In an earlier post today I mentioned the idea of a pretty pocket knife as a kind of men's jewelry, and my grandfather's rule that no man should feel guilty about spending money on something he would own for the rest of his life.
I guess I wear four pieces of jewelry. I wear my wedding ring, which looks like two gold bands joined by a small loop of platinum. I wear my engagement ring on my other hand: a silver ring from the Signals catalog that says "I am my beloved's and my beloved is mine" in Hebrew. I wear a necklace that was a wedding present from my wife. And I almost always carry my fountain pen.
I started carrying a fountain pen in graduate school. I had a green Waterman Phileas. I thought it odd to spend $20 on a pen, but it wrote very nicely, lasted for ten years, and let me use fun colors of ink.
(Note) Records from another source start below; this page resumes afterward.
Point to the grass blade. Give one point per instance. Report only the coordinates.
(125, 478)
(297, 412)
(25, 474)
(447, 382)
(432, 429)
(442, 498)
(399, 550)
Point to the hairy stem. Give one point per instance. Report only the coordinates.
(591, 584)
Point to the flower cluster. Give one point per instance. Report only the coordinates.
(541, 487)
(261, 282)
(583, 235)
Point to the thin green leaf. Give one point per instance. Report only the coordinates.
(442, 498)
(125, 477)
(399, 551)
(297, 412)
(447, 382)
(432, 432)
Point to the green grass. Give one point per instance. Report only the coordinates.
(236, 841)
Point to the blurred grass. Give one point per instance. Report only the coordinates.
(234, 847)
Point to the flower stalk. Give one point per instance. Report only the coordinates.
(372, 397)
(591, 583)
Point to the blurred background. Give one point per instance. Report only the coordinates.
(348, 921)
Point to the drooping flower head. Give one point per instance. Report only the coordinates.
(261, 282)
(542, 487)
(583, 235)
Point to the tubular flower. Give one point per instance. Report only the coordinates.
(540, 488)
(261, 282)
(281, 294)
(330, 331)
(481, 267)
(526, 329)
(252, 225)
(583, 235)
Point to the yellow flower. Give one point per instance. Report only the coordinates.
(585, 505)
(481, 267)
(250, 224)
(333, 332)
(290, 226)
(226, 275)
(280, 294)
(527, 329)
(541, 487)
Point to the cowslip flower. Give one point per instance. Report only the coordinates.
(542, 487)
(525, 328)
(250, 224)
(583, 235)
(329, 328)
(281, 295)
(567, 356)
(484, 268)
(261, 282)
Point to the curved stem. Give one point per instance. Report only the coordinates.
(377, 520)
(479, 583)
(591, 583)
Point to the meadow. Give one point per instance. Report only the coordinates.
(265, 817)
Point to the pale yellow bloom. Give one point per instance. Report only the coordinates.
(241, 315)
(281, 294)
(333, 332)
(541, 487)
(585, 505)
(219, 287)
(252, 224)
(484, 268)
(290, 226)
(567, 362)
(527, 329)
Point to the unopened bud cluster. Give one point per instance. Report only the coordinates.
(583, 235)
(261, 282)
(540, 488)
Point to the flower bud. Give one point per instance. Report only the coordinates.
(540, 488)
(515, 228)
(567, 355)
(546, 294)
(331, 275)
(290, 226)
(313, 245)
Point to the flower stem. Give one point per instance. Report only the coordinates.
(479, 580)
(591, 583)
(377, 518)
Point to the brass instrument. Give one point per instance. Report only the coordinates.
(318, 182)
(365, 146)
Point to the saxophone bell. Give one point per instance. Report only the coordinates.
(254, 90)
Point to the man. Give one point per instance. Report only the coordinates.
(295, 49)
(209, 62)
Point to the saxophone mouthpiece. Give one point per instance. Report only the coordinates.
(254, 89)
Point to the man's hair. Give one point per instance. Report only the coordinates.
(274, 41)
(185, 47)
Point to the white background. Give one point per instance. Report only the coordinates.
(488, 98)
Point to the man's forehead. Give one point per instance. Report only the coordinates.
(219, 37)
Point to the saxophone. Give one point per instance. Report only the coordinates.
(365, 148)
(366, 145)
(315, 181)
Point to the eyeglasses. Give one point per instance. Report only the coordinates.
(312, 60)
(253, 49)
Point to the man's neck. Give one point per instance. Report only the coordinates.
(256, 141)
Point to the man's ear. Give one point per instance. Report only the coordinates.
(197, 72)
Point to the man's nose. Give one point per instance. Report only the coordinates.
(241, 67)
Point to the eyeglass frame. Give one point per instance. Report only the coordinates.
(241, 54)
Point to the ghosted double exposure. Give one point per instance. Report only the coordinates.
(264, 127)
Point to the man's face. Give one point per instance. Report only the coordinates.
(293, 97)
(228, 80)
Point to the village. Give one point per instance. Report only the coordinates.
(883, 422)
I learned that if I had an expensive pen I did not lose it. With cheap pens I lost them as often as anyone else.
Eventually, last year, the nib broke and I replaced the pen with a black and gold Namiki Vanishing Point. This is the least expensive gold nib fountain pen, a step up that makes a big difference in how nicely it writes.
Do I write enough that having a gold nib fountain pen is worth the cost? Some days, but not usually. As a pen it's needlessly expensive. But as jewelry its very pretty and not expensive, and men don't get many options for jewelry. Perhaps most importantly, I write more handwritten letters than I otherwise would.